I'm trying to generate a rolling stepwise regression using rollapply() and step(), but noticed that the date range of the resulting zoo series is lagged. Below you'll find an illustration using two years of "data" (2016-01-01:2017-12-31) and a lookback period of 365 days for regression parameter estimation.
In the first case, a correct date range is generated (‘zoo’ series from 2016-12-30 to 2017-12-31). In the second case, a lagged date range is generated (‘zoo’ series from 2016-07-01 to 2017-07-02). The date range in the second case shouldn't be possible, since 365 days of observations is needed for the regressions and the data begins on 2016-01-01. It seems to me that the resulting rolling parameters are correct, but their corresponding date stamps are not.

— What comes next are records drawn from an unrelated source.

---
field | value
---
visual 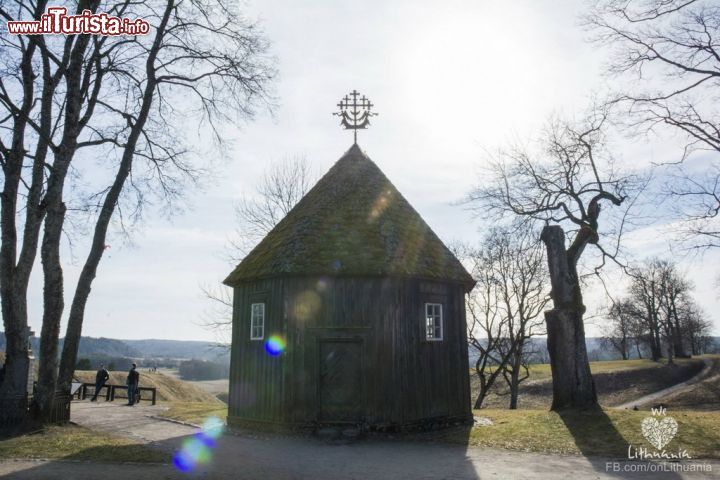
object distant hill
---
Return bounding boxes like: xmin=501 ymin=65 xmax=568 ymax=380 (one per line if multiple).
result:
xmin=0 ymin=332 xmax=143 ymax=358
xmin=0 ymin=332 xmax=230 ymax=364
xmin=122 ymin=339 xmax=230 ymax=363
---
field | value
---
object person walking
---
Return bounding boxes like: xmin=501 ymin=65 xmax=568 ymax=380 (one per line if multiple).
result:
xmin=125 ymin=363 xmax=140 ymax=405
xmin=90 ymin=364 xmax=110 ymax=402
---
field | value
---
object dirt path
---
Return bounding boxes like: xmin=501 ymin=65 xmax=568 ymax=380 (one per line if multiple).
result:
xmin=613 ymin=358 xmax=720 ymax=409
xmin=0 ymin=402 xmax=720 ymax=480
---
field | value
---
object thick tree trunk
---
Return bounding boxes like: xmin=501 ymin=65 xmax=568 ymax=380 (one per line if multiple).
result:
xmin=58 ymin=5 xmax=167 ymax=391
xmin=541 ymin=225 xmax=597 ymax=410
xmin=58 ymin=158 xmax=132 ymax=391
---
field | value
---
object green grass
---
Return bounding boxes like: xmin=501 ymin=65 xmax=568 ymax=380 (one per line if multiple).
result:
xmin=160 ymin=402 xmax=227 ymax=425
xmin=0 ymin=425 xmax=169 ymax=463
xmin=440 ymin=409 xmax=720 ymax=458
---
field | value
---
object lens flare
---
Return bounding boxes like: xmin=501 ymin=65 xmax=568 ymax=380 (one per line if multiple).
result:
xmin=265 ymin=335 xmax=286 ymax=357
xmin=173 ymin=417 xmax=225 ymax=472
xmin=203 ymin=417 xmax=225 ymax=440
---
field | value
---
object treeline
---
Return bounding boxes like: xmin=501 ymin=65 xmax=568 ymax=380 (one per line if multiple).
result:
xmin=178 ymin=359 xmax=230 ymax=380
xmin=603 ymin=258 xmax=715 ymax=364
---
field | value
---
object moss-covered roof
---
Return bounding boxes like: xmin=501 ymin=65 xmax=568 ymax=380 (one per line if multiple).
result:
xmin=224 ymin=145 xmax=475 ymax=288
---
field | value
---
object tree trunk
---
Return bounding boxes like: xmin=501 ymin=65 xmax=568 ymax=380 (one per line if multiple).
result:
xmin=541 ymin=225 xmax=597 ymax=410
xmin=650 ymin=323 xmax=662 ymax=362
xmin=59 ymin=0 xmax=175 ymax=391
xmin=510 ymin=350 xmax=522 ymax=410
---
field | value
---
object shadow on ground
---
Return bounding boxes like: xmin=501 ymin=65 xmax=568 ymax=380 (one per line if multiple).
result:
xmin=0 ymin=427 xmax=480 ymax=480
xmin=557 ymin=406 xmax=682 ymax=480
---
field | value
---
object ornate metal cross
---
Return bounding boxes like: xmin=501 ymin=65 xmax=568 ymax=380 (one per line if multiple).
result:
xmin=333 ymin=90 xmax=377 ymax=143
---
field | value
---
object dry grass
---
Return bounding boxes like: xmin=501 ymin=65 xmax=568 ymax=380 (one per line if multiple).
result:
xmin=0 ymin=425 xmax=169 ymax=463
xmin=662 ymin=355 xmax=720 ymax=411
xmin=440 ymin=409 xmax=720 ymax=458
xmin=470 ymin=358 xmax=704 ymax=410
xmin=75 ymin=371 xmax=222 ymax=404
xmin=160 ymin=402 xmax=227 ymax=425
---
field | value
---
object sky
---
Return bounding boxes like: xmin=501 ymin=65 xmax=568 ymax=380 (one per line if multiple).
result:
xmin=22 ymin=0 xmax=720 ymax=341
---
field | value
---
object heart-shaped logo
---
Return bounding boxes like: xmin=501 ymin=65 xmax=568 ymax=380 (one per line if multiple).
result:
xmin=640 ymin=417 xmax=677 ymax=450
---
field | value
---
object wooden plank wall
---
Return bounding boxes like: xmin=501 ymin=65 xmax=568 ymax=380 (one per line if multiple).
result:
xmin=229 ymin=277 xmax=470 ymax=425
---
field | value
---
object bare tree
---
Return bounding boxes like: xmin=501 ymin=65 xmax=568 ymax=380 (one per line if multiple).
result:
xmin=681 ymin=301 xmax=712 ymax=355
xmin=228 ymin=156 xmax=316 ymax=262
xmin=0 ymin=0 xmax=273 ymax=417
xmin=464 ymin=240 xmax=512 ymax=409
xmin=469 ymin=112 xmax=632 ymax=409
xmin=601 ymin=300 xmax=634 ymax=360
xmin=585 ymin=0 xmax=720 ymax=249
xmin=200 ymin=156 xmax=315 ymax=338
xmin=630 ymin=258 xmax=707 ymax=363
xmin=461 ymin=228 xmax=550 ymax=408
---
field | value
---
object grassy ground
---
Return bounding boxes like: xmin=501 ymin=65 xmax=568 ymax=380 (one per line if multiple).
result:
xmin=159 ymin=403 xmax=720 ymax=458
xmin=160 ymin=402 xmax=227 ymax=425
xmin=470 ymin=358 xmax=704 ymax=409
xmin=75 ymin=370 xmax=221 ymax=404
xmin=663 ymin=355 xmax=720 ymax=411
xmin=0 ymin=425 xmax=169 ymax=463
xmin=441 ymin=409 xmax=720 ymax=458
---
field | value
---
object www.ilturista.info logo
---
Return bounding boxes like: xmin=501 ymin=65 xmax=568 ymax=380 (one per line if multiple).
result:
xmin=7 ymin=7 xmax=150 ymax=36
xmin=628 ymin=407 xmax=692 ymax=460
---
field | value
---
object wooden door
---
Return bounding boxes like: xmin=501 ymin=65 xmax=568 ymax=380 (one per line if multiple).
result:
xmin=319 ymin=340 xmax=364 ymax=422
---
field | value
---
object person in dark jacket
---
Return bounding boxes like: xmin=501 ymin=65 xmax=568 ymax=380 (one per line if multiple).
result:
xmin=90 ymin=365 xmax=110 ymax=402
xmin=125 ymin=363 xmax=140 ymax=405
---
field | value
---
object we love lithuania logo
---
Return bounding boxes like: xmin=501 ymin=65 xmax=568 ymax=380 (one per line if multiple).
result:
xmin=628 ymin=407 xmax=692 ymax=460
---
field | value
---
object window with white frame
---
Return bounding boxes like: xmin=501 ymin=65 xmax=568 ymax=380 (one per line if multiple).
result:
xmin=250 ymin=303 xmax=265 ymax=340
xmin=425 ymin=303 xmax=442 ymax=341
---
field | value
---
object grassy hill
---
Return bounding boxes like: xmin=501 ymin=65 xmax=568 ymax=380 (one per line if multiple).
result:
xmin=75 ymin=370 xmax=222 ymax=405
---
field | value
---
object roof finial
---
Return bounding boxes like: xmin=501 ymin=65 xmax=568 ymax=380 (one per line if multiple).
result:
xmin=333 ymin=90 xmax=377 ymax=144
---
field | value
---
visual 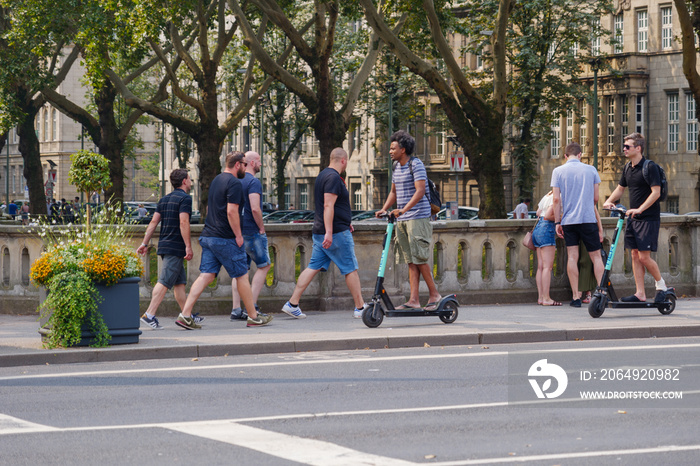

All help is appreciated, thanks.
library(zoo)
date <- seq(as.Date("2016-01-01"), as.Date("2017-12-31"), by="days")
y <- rnorm(length(date))
x1 <- rnorm(length(date))
x2 <- rnorm(length(date))
z <- rnorm(length(date))
x3 <- z+5
all_vars <- cbind.data.frame(date, y, x1, x2, x3)
# First case: rolling regression that works, i.e. correct date range is
# generated
rolling_reg_works <- rollapply(zoo(all_vars[,-1], order.by = date),
width=365, FUN=function(z){
t = lm(formula=y~x1+x2+x3, data=as.data.frame(z))
return(t$coef)
}, by.column=FALSE, align="right")
str(rolling_reg_works)
# Second case: rolling regression that doesn't work, i.e. lagged date range
# is generated
rolling_reg_doesnt_work <- rollapply(zoo(all_vars[,-1], order.by = date),
width=365, FUN=function(z){
t = step(lm(formula=y~x1+x2+x3, data=as.data.frame(z)), direction =
"backward", k=2)
return(t$coef)
}, by.column = FALSE)
str(rolling_reg_doesnt_work)